In the humorous, heartfelt new novel by the author of The Next Thing on My List, a personal organizer must somehow convince a reclusive artist to give up her hoarding ways and let go of the stuff she’s hung on to for decades.
Lucy Bloom is broke, freshly dumped by her boyfriend, and forced to sell her house to send her nineteen-year-old son to drug rehab. Although she’s lost it all, she’s determined to start over. So when she’s offered a high-paying gig helping clear the clutter from the home of reclusive and eccentric painter Marva Meier Rios, Lucy grabs it. Armed with the organizing expertise she gained while writing her book, Things Are Not People, and fueled by a burning desire to get her life back on track, Lucy rolls up her sleeves to take on the mess that fills every room of Marva’s huge home. Lucy soon learns that the real challenge may be taking on Marva, who seems to love the objects in her home too much to let go of any of them.

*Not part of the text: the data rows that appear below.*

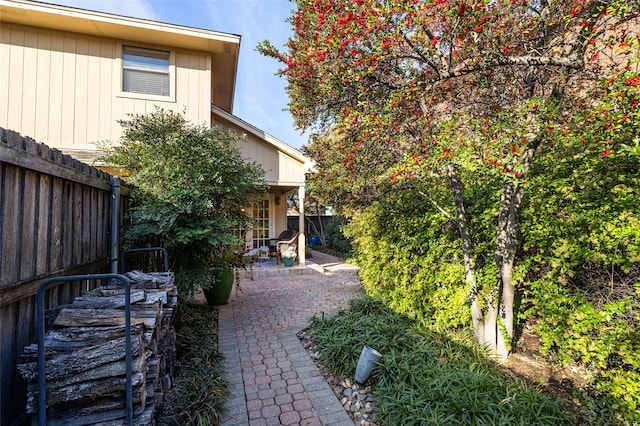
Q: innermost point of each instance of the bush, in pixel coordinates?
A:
(335, 237)
(190, 186)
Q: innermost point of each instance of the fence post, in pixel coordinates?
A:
(115, 222)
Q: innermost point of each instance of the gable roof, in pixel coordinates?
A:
(267, 138)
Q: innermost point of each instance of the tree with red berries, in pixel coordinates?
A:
(397, 92)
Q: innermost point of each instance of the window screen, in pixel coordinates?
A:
(145, 71)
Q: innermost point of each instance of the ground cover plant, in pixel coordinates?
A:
(427, 377)
(199, 390)
(418, 91)
(485, 156)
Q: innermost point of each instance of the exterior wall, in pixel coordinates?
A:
(64, 88)
(280, 168)
(55, 219)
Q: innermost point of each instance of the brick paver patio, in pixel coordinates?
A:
(273, 380)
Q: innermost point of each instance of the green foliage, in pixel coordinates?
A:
(335, 237)
(190, 186)
(426, 377)
(199, 389)
(582, 258)
(409, 257)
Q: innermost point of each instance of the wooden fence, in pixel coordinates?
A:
(55, 219)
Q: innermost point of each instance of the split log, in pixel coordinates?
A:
(72, 317)
(82, 360)
(73, 338)
(89, 392)
(90, 301)
(85, 366)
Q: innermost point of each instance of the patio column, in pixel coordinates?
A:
(301, 238)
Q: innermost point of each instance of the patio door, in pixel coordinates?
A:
(261, 223)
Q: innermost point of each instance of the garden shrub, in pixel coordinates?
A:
(582, 254)
(578, 269)
(409, 258)
(335, 237)
(191, 183)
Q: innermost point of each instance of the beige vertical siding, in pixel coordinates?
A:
(63, 89)
(280, 168)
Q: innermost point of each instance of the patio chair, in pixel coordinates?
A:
(280, 244)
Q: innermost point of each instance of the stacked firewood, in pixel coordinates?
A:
(85, 366)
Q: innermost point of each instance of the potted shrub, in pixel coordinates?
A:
(219, 278)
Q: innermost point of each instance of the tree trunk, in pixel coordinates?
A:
(507, 242)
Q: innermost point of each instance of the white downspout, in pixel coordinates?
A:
(301, 238)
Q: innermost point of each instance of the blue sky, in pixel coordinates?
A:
(260, 97)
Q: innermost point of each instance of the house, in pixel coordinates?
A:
(68, 75)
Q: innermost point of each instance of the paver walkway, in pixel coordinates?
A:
(273, 380)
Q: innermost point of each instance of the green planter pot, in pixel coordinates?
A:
(221, 291)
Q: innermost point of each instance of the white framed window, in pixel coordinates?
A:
(146, 72)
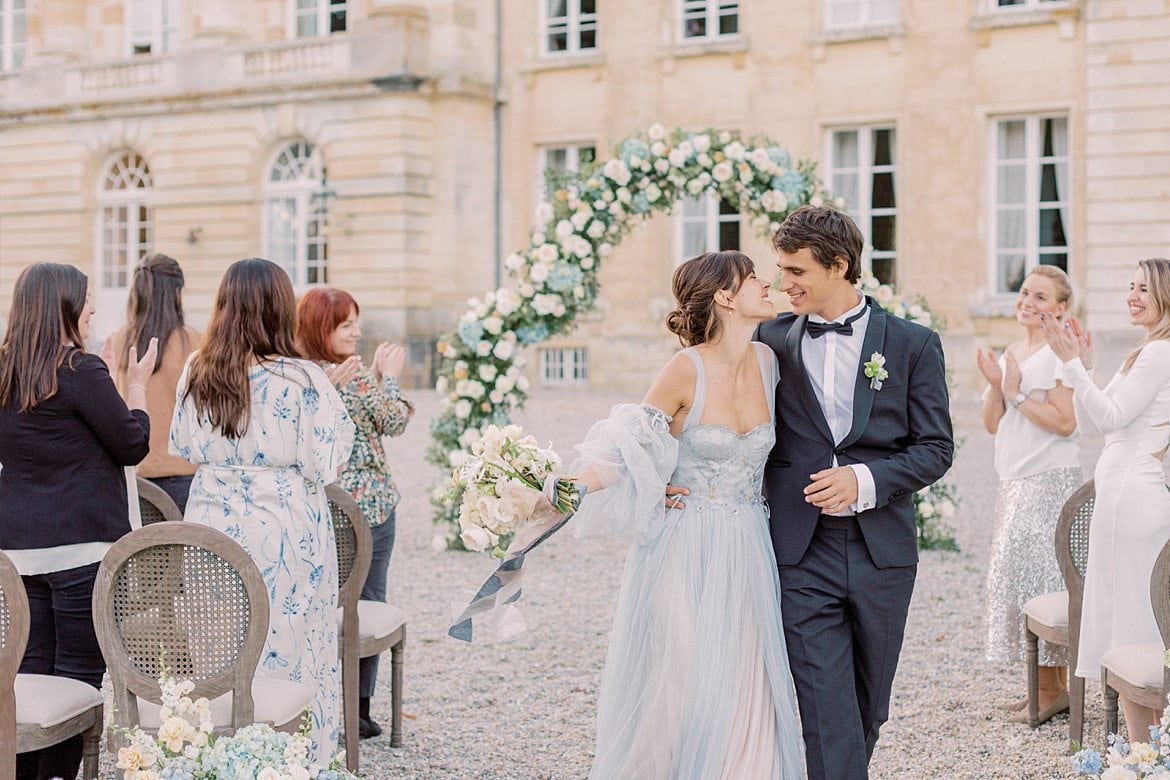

While trying to stay on course toward a strict deadline—and with an ex-boyfriend back in the picture, a new romance on the scene, and her son’s rehab not going as planned—Lucy discovers that Marva isn’t just hoarding, she is also hiding a big secret. The two form an unlikely bond, as each learns from the other that there are those things in life we keep, those we need to let go—but it’s not always easy to know the difference.
In Smolinski's heartfelt newest (after The Next Thing On My List), Lucy Bloom, a personal organizer, is desperately trying to get her life back on track. After getting dumped, she had to sell her home in order to finance her 19-year-old son Ash's stint in rehab; now Lucy is sharing a bedroom with a friend's toddler. In order to make a little money, she accepts a peculiar assignment: famed reclusive painter and hoarder Marva Meier Rios wants to clear out most of her possessions before her 65th birthday. Despite initiating the project, Marva is extremely reluctant to relinquish her belongings. Desperate, Lucy brings in ex-boyfriend Daniel, a collectibles enthusiast who treats Marva's things with an appropriate amount of respect. As the artist begins to open up and let go, Lucy and Daniel learn about Marva's complicated past and troubling secrets, and start to realize that even they might have relics holding them back from one another and moving forward. Smolinski gracefully balances lighthearted humor with insightful musings on addiction, mortality, nostalgia, and affection, making this an entertaining and touching read.